Great annual check on progress over the last decade and more, and salutary reminder of the need to have a very, very long-term perspective on levelling-up (see the chart on page 28, a timeline of sub-national economic policies since 1965). Of direct use for many is the city level data (for 63 cities) and it would be even better if it could be combined with the data from the work of UK Engineering and Royal Academy of Engineering on the spatial impact of engineering driving local economies.
֎Analytical Report Identifying and Describing UK Innovation Clusters
Cambridge Econometrics with Data City and Innovation and Research Caucus for the Department of Science, Innovation and Technology, February 2024.
Identifying four cluster types and using several large datasets from Data City (RTIC), UKRI collaborators and applicants data set etc. the analysis identifies 3,443 innovation clusters (10 firms or more).
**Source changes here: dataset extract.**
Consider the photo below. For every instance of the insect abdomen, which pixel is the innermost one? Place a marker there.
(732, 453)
Our interest is both in the general spatial patterns, but also the figure on page 31 (No 3.7) which picks out the sector collaborations of the RTIC Net Zero Sector and which includes clean tech, electricity, logistics and freight, mining and extraction, engineering, energy generation and water and waste. What we now need to know is the health of the net zero cluster in terms of inputs (skills, capital) and outputs (impact on delivering net zero, and gaining exports). Perhaps the next report could add these elements to its thinking and analysis. Again, it is worth looking at recent analysis in the USA: America's Tech Hubs Are Multiplying by the Burning Glass Institute (January 2024).
֎Our journey to net zero: understanding household and community participation in the UK’s transition to a greener future
Universities of York and Leeds, Trinity College Dublin and the Young Foundation, February 2024.
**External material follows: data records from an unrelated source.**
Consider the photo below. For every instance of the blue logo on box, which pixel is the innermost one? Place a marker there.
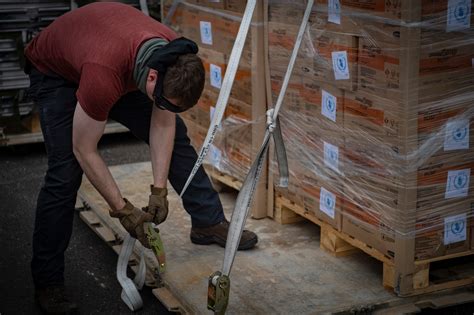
(341, 63)
(330, 104)
(459, 134)
(329, 202)
(457, 227)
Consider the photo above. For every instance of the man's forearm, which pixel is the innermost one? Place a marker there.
(162, 132)
(99, 175)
This report brings two really important items to our thinking: one is the excellent infographic which captures the person-centred, place-based approach to supporting household and community capability for net zero (really important and tells us the importance of local government in the transition to net zero); and the other is the notion of transition poverty (like fuel poverty) which is found to impact 40% of households in the UK. Again, this tells us of the need for engagement and support to deliver an equitable net zero transition.
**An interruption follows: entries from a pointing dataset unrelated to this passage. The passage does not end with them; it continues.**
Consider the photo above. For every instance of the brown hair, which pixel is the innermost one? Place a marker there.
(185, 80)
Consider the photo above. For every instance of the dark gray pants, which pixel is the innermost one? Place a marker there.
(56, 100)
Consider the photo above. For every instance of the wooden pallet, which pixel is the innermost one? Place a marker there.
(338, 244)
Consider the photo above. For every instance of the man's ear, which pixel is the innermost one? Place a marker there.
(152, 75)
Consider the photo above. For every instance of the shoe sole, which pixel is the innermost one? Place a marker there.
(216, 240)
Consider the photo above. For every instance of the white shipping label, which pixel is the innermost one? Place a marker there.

The Good Work Time Series 2023
Institute for the Future of Work and Imperial College London, January 2023.
These time series have now been running since 2019 and we are due the 2024 update. A useful way of viewing progress and potential at local authority levels, and in many ways, tracking the health of the local labour market. For us the development of the green economy and its associated jobs have a role here to drive “good jobs”.
Political Devolution in England
Cavendish Consulting, February 2024.
A quick guide using a set of good graphics covering the combined authorities across England. 2024 is an important year given the number of mayoral roles up for election.
Climate for Change: A Climate Jobs Roadmap for New York
Climate Initiative, Worker Institute, Cornell University, February 2022.
It’s always interesting to look at what other major cities are doing to roadmap their future jobs. This one for New York looks across a number of major sectors (buildings, energy, transportation) and takes a deeper dive into workforce development. Of particular interest are the job estimates based on the levels of capital investment. It would be good to see these estimates tested in a European setting, and how they might have changed over time.